The market was awaiting the annual meeting of central bankers in Jackson Hole, Wyoming, on Thursday, including Federal Reserve chief Janet Yellen's speech on Friday, which could give clues about the timing of any interest rate increases.

The U.S. central bank is expected to raise rates in the middle of next year, depending on the strength of the economy. Higher interest rates would encourage investors to withdraw money from non-interest-bearing assets such as gold.

Standard Bank analyst Walter de Wet said the market was not expecting any shift in the Fed's strategy this week.

European and U.S. shares rallied as the threat of wider conflict in Ukraine seemed to diminish, although the situation remained delicate.

Tensions in Ukraine and the Middle East have largely contributed to gold's near 8 percent gain this year, igniting bouts of demand when investors turned to assets perceived as an insurance against risk.
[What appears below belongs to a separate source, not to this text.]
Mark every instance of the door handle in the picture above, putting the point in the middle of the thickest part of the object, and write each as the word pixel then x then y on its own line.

However, any impetus these events provided has not lasted long, analysts said.

Hedge funds and money managers boosted their bullish bets on gold futures and options for the first time in three weeks, data from the Commodity Futures Trading Commission showed on Friday.
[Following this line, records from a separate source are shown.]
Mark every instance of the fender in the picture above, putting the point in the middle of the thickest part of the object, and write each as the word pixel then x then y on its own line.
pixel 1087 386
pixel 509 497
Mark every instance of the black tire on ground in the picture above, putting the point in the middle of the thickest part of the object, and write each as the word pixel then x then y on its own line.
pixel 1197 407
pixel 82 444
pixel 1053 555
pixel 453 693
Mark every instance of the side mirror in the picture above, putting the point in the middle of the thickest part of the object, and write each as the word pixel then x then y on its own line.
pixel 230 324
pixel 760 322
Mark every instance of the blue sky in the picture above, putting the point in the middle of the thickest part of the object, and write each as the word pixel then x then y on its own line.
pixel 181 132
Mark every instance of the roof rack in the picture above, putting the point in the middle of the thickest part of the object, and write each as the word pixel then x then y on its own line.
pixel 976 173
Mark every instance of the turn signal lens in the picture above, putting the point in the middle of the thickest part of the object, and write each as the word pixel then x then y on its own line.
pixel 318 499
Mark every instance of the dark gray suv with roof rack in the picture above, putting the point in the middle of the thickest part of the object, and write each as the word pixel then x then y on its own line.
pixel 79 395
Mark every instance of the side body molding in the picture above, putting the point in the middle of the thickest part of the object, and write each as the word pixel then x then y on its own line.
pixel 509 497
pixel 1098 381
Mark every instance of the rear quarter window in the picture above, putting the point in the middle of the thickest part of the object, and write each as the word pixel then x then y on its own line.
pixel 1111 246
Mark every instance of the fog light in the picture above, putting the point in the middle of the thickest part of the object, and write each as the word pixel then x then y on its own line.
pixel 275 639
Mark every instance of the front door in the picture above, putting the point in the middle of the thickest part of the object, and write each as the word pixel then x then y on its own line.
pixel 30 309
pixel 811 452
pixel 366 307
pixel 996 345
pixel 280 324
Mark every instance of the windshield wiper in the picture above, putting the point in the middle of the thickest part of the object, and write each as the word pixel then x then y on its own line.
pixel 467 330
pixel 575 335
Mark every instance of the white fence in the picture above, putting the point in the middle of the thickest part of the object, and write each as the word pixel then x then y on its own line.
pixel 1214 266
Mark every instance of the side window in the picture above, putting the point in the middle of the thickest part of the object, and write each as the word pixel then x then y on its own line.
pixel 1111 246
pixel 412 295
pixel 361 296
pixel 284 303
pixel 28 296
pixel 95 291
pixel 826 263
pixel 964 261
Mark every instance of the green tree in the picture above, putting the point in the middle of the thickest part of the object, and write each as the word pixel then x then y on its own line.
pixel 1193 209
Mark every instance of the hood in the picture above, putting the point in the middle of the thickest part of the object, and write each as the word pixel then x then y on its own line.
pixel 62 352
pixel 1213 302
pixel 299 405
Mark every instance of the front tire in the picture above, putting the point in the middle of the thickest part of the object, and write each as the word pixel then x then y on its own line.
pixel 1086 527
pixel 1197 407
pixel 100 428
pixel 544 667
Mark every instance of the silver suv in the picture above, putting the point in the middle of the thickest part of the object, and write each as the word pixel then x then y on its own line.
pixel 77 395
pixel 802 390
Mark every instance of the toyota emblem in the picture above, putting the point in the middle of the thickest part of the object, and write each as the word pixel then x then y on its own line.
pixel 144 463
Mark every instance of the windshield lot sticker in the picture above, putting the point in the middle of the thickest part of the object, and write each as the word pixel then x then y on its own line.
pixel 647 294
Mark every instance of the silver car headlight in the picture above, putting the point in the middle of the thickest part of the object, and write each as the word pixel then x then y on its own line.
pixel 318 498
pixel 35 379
"Gross short positions are at their lowest since December 2012. This underscores the fragility of prices ... given the absence of a sustained significant move higher amid rising geopolitical tensions and a lack of bearish interest in gold," Barclays said in a note.

Gold also continued to miss support from physical demand in major buyers China and India, which has been weak as many consumers expected prices to fall further.

Persistently soft buying from Asia has stoked worries that purchases will fail to pick up in the second half of the year, when they are normally stronger, bullion traders and dealers said.

Silver was down 0.2 percent at $19.57 an ounce and platinum fell 0.5 percent to $1,445.00 an ounce.

Palladium hit a 13-year high of $900.00 an ounce on fears over supply from top producer Russia and strong demand prospects, but later fell back to $894.50.

"It's the general strong fundamentals, with the supply side still experiencing disruptions and the industrial and investment side being extremely strong ... that could see prices revisit $900 in the near term," Butler said of palladium.